Che i Chrome Cranks siano stati una delle band essenziali del punk-blues americano degli anni 90 non mi stancherò mai di sottolinearlo.
La notizia della loro ricostituzione, fornitami da Peter Aaron, lead singer e frontman del gruppo e avvenuta nel primo scorcio dei 2000, mi ha riempito di gioia, alla stregua di un teenager.
Contemporaneamente ad alcune esibizioni, i Chrome Cranks hanno dato alle stampe "The Murder Of Time (1993-1996)", album antologico ad opera della piccola etichetta spagnola Bang Records.
Nel 2007 era uscito "Diabolical Boogie (1992-1998)", una doppia raccolta curata da Peter Aaron di singles, demos e rarities davvero molto esaustiva: per fortuna "The Murder Of Time" scava nell'archivio Cranks in altre direzioni, senza doppiare le scelte della precedente raccolta.

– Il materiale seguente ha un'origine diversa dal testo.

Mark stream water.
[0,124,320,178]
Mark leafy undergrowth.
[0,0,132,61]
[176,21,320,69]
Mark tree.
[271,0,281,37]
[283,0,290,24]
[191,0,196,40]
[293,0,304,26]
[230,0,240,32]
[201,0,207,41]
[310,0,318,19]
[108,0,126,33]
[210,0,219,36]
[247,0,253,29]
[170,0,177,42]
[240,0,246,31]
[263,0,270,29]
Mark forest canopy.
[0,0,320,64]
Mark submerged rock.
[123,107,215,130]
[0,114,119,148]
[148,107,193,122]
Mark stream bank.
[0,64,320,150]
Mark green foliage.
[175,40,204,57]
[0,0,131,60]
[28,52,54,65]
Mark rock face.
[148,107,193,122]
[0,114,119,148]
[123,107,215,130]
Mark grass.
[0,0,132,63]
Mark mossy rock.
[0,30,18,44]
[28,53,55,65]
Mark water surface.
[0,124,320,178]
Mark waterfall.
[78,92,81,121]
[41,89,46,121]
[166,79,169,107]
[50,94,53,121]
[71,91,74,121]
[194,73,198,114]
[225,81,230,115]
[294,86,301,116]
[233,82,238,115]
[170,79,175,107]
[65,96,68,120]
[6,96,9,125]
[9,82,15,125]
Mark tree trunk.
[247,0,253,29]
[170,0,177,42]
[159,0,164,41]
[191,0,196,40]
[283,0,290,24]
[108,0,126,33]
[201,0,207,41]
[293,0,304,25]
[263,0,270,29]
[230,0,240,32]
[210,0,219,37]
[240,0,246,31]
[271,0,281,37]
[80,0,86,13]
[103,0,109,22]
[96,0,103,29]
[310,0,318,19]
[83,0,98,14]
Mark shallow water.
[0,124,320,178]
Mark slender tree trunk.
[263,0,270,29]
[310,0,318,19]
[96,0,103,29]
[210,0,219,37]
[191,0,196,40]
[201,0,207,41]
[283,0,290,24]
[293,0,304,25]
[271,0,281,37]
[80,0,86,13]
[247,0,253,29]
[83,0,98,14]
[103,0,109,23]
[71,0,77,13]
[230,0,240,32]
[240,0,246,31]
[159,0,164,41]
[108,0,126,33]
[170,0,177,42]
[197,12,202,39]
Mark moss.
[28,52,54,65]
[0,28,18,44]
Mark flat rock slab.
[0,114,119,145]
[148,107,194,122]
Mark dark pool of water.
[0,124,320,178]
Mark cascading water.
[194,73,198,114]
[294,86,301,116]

Ad esempio, tra i diciannove brani del disco sono compresi quattro live inediti: "Lost Woman", cover degli Yardbirds, e le incendiarie "Some Kinda Crime", "Burn Baby Burn" e "Hit The Sand" che li riconfermano in quegli anni al massimo di una forma brutale e feroce.
Peter Aaron geme, guaisce, strapazza le corde vocali e distorce le parole quasi ogni brano fosse l'ultimo della sua vita e volesse elargire le ultime energie rimastegli, sempre ricalcando i vocalismi dissonanti e sopra le righe di un Jeffrey Lee Pierce.
William Weber lancia le sue corde in una tempesta noise, sfiorando a più riprese le battute blues, ma abbandonandole sempre fatalmente. Jerry Teel e Bob Bert assicurano una ritmica oppressiva e lucida.
Attendendo un loro nuovo lavoro ci si può lasciare avvolgere dalla disperazione strascicata di "Heaven (Take Me Now)", esaltarsi agli estremismi emozionali di "Desperate Friend", stordirsi ai singhiozzi di "We're Going Down" e alla furia cieca di "Driving Bad".